Throughout my career I was asked this question at least once a week. I would always answer it in a non-direct way by saying something like "cash is good" or "we accept cash". The truth is paying cash may help you get a "better deal", but it probably is not going to affect the price of the vehicle in a positive way for you.
A huge part of the auto industry is what the call "back end money". You may have heard that term thrown around if you have ever wandered around a dealership. There are two parts of money a dealer makes on a car deal, the first one is "front end money", that is the money that is made on the markup of the car itself. Back end money is the money that is made in the finance office. Sometimes the back end can be the most profitable part of the deal for a dealer. Dealers most generally be paid "2 percent reserve" on the interest rate. This means that if a dealer signs you up at an 8 percent rate, the dealer is getting paid 2 percent from the bank. Does this mean the dealer could sign you up at a rate 2 percent lower? Yes! Exceptions to this would be "special interest rates" somtimes thrown out by the manufactuer. In these deals the dealer is usually paid a small flat fee from the manufactuers inhouse finance company. I once worked at an unscrupulous dealer who refused to sign up customers through Ford Motor Credit in order to maximize profits.

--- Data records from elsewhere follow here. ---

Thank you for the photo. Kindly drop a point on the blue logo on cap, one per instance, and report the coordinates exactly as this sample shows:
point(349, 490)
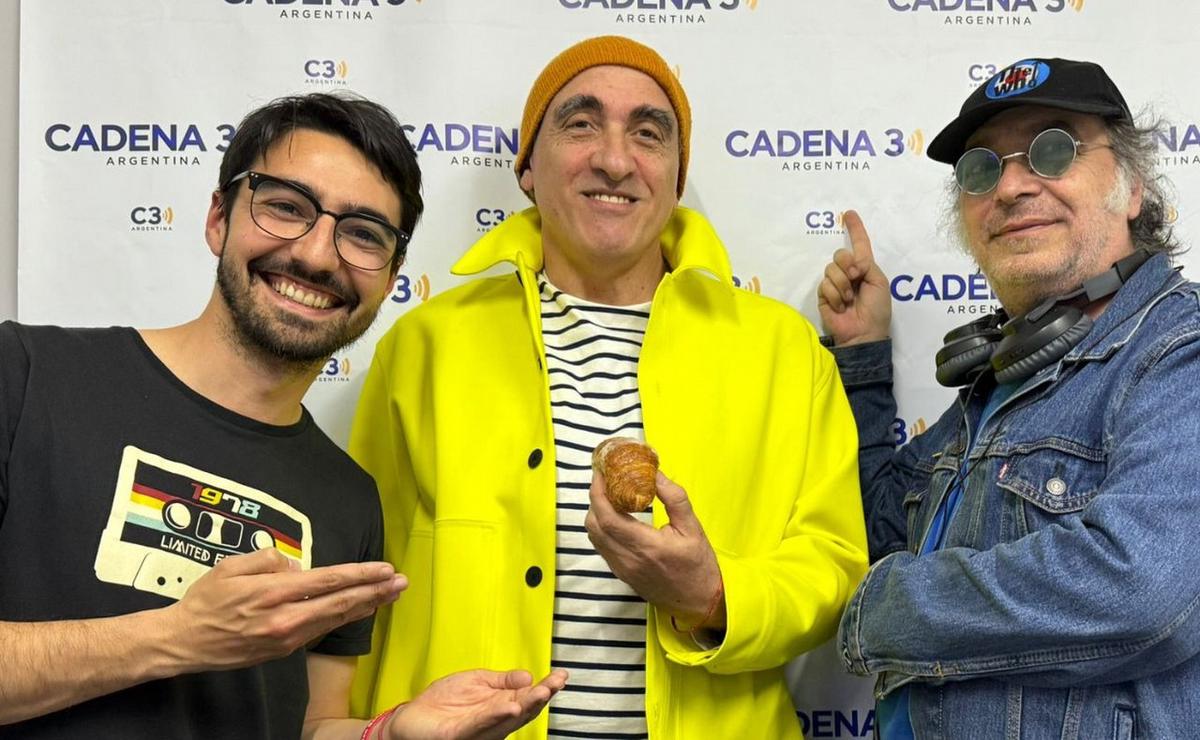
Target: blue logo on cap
point(1018, 78)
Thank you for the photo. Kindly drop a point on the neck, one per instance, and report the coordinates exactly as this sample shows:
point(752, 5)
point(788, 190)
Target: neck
point(207, 356)
point(607, 283)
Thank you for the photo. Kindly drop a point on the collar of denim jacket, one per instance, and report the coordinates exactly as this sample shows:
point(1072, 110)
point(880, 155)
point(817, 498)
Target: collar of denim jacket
point(1152, 282)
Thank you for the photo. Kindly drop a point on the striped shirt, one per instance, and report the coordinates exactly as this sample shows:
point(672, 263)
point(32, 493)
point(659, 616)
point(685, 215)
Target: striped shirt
point(599, 632)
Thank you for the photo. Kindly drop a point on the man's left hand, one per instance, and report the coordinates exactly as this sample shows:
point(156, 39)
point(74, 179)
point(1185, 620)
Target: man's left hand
point(673, 569)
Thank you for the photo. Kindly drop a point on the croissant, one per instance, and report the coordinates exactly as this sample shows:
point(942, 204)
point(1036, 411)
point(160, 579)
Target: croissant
point(629, 469)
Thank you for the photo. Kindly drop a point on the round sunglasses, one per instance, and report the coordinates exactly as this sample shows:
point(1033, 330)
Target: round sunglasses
point(1050, 155)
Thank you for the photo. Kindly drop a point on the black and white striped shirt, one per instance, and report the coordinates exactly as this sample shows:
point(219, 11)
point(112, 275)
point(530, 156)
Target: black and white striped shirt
point(599, 632)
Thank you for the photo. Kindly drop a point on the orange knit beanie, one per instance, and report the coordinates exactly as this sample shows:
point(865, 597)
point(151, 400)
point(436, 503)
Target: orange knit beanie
point(593, 53)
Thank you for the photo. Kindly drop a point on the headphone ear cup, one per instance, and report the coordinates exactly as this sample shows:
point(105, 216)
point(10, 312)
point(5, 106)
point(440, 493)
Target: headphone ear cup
point(966, 352)
point(1029, 347)
point(958, 368)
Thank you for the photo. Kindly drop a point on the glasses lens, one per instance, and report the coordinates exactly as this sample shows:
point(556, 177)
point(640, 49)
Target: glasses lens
point(977, 170)
point(364, 242)
point(281, 210)
point(1051, 152)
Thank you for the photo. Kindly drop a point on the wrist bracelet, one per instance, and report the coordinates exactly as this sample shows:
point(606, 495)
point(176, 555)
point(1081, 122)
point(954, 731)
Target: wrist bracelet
point(708, 614)
point(376, 721)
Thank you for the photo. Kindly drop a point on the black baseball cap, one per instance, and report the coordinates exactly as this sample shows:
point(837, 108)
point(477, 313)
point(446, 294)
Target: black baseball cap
point(1081, 86)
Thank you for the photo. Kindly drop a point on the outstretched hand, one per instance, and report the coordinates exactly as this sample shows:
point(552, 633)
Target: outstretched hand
point(853, 298)
point(473, 705)
point(261, 606)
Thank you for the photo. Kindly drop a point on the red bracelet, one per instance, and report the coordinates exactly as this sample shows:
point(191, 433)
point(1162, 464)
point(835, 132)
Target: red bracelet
point(376, 721)
point(708, 614)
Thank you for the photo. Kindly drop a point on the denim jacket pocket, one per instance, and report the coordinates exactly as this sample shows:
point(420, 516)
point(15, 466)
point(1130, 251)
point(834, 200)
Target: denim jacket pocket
point(1055, 476)
point(915, 499)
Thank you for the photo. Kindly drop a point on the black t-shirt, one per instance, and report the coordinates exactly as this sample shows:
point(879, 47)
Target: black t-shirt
point(119, 486)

Things like extended warranties and gap insurance may be things you would like to have for your vehicle, but there is markup in them. You can save money by negotiating the price of everything you buy in the finance office.
So when you pay cash for an automobile, you don't pay an interest rate, and most of the time warranties and insurance aren't even pitched to you, so you pay less money overall for the vehicle. But if the dealer knows up front that you are paying cash, they will try to save as much profit as possible on the front end of the deal, which could result in you paying more for the price of the automobile then if you had financed. If you are paying cash for a vehicle, don't tell the dealer until you have negotiated the price on the vehicle.